Selama siaran berlangsung, akun milik Yuda Purboyo Sunu terpantau menerima berbagai macam fitur 'gift' atau hadiah digital dari para penonton. Salah satu hadiah yang paling mencolok adalah ikon paus yang memiliki nilai moneter cukup signifikan bagi pengguna platform tersebut. Fenomena saweran digital ini kemudian memicu diskusi menarik antara ayah dan anak tersebut di hadapan publik.

Yuda menjelaskan kepada ayahnya bahwa nilai dari satu hadiah ikon paus tersebut ditaksir bisa mencapai lebih dari Rp 1 juta. Ia terlihat sangat bersemangat menanggapi apresiasi finansial yang diberikan oleh para penonton sepanjang sesi siaran langsung. Namun, situasi ini justru memicu kekhawatiran tersendiri bagi Purbaya terkait etika jabatan yang saat ini ia emban.

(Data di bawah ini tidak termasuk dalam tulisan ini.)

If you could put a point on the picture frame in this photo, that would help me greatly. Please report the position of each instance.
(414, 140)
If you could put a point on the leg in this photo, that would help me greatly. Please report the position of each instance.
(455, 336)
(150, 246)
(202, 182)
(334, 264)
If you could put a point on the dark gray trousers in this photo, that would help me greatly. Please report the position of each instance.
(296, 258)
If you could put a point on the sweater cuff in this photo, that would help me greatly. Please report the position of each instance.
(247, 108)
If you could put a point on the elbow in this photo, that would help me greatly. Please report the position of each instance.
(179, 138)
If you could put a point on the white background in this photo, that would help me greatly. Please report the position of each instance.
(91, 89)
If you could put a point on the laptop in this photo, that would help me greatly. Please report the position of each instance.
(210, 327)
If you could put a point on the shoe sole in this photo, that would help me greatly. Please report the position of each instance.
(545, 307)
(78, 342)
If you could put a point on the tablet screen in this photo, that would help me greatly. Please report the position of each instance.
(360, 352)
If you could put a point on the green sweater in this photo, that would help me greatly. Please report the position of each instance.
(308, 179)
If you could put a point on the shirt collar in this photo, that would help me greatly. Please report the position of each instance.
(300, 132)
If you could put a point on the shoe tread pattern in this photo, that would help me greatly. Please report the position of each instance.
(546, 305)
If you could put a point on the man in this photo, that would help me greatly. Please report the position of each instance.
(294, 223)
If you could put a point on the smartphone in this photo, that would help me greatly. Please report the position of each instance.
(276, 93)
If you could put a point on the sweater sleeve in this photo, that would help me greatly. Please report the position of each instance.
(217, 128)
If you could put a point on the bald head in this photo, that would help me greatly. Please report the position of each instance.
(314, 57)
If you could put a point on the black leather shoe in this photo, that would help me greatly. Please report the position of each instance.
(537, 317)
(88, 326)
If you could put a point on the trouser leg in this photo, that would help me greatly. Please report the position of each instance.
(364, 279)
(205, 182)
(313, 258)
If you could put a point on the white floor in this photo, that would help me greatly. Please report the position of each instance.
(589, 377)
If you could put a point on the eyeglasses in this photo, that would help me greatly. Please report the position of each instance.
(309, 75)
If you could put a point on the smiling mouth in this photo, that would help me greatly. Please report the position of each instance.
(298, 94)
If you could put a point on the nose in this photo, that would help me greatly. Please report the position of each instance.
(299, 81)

Purbaya Yudhi Sadewa secara terbuka menyinggung potensi gratifikasi yang mungkin timbul dari penerimaan hadiah-hadiah digital tersebut di ruang siber. Sebagai seorang pejabat negara, ia merasa perlu berhati-hati dalam menerima segala bentuk pemberian dari masyarakat luas dalam bentuk apa pun. Keduanya pun sempat berbincang mengenai batasan antara hiburan media sosial dan regulasi hukum yang berlaku di Indonesia.

Diskusi mengenai saweran di TikTok ini menjadi sangat relevan mengingat ketatnya pengawasan terhadap aset serta penerimaan para pejabat pemerintah saat ini. Masyarakat kini semakin kritis dalam memantau aktivitas digital para pemangku kebijakan di berbagai platform media sosial. Hal ini menunjukkan pentingnya transparansi dan pemahaman mendalam mengenai fitur-fitur teknologi terbaru oleh aparatur sipil negara.

Meskipun suasana siaran berlangsung sangat santai dan penuh tawa, isu integritas tetap menjadi poin utama yang ditegaskan oleh sang Menteri. Yuda sendiri terus berinteraksi dengan warganet sembari memberikan penjelasan mengenai cara kerja sistem monetisasi yang ada di platform TikTok. Interaksi hangat antara bapak dan anak ini memberikan warna baru dalam gaya komunikasi publik pejabat di tanah air.

Kejadian ini memberikan pelajaran penting mengenai tantangan baru yang dihadapi pejabat publik di tengah masifnya era digitalisasi media sosial. Kesadaran akan potensi gratifikasi melalui fitur 'gift' diharapkan dapat menjadi perhatian serius bagi tokoh publik lainnya agar tetap waspada. Hingga siaran berakhir, Purbaya tetap mengedepankan prinsip kehati-hatian demi menjaga marwah institusi yang dipimpinnya dari isu miring.